Some of the investment is a result of tax incentives arranged through the Detroit Economic Growth Corp., which works with the city and other agencies to "land" relocations.

The non-profit entity's recent projects and municipal incentives include:

• Gateway Marketplace: a $62-million, 197,000-sq-ft retail center anchored by a Meijer supermarket, with tax increment financing and brownfield tax credits;

• Dearborn Midwest Conveyor: a $179-million investment in a former Chrysler Corp. engine plant site that has tax abatements;

•Belleview Development: a 43-acre site formerly occupied by Uniroyal Tire and other plants will become a mixed-use waterfront project; it has a $20-million grant for hazardous-waste removal;

• Cardinal Health Facility: a redeveloped 400,000-sq-ft repackaging, distribution and warehouse complex, with brownfield tax increment financing; and

• Former Federal Reserve Building: a 121,000-sq-ft Class A office-space re-development that also features brownfield tax increment financing.

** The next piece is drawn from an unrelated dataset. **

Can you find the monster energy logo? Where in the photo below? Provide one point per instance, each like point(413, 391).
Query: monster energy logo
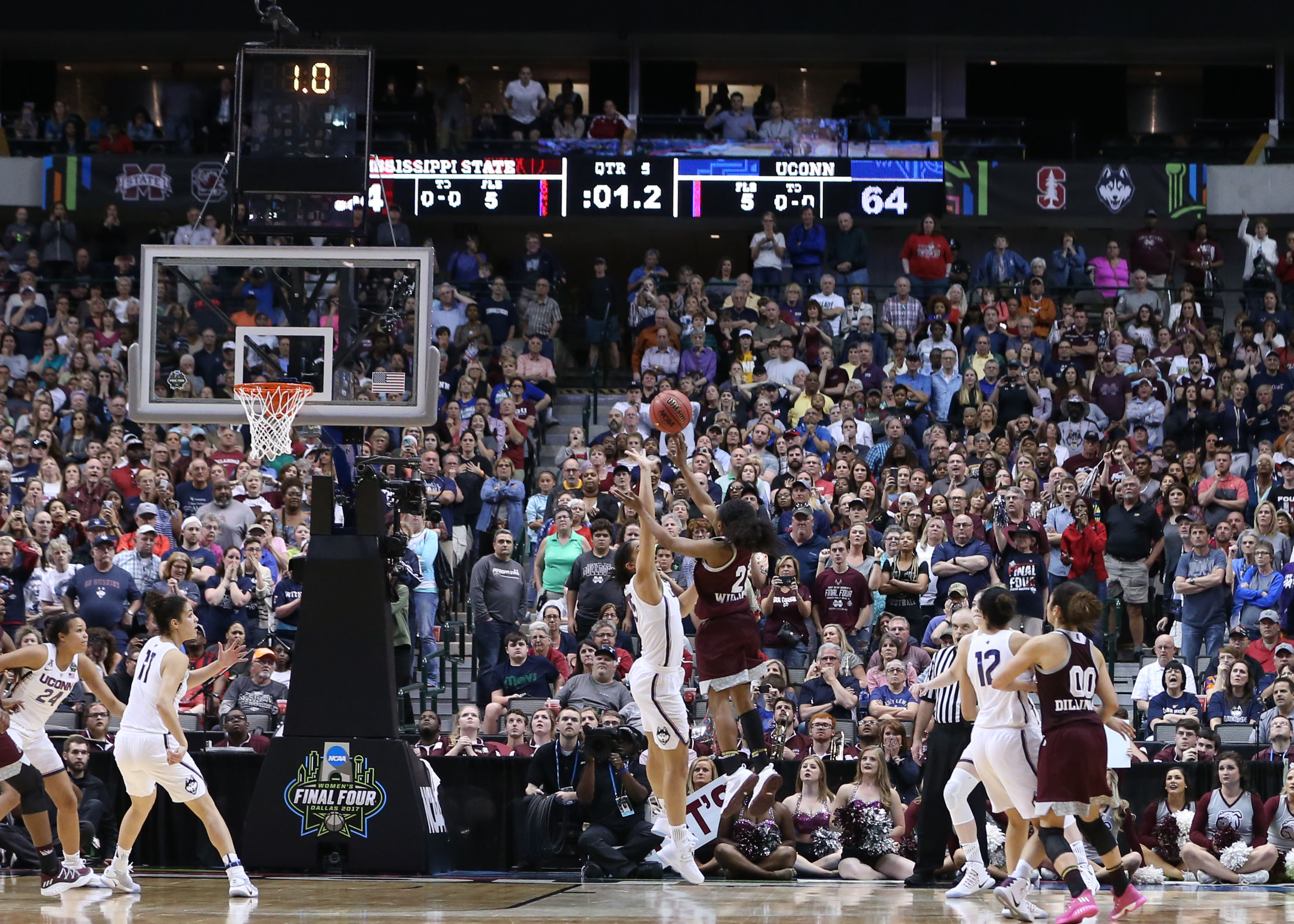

Also coming this year is the start of construction on the M1-RAIL streetcar line, a 3.3-mile, $140-million project that is the result of public-private investment, according to Dan Kinkead, director of Detroit Future City, a broad-based urban planning group. The new line "provides necessary non-automotive transit for many living and working" in the downtown area, he says.

"The good news, lost amid the screaming headlines over bankruptcy, is that market momentum in Detroit's core is real and palpable and provides a strong foundation for future growth," wrote Bruce Katz and Jennifer Bradley, with the Brookings Institution's Metropolitan Policy Program, in an article last month.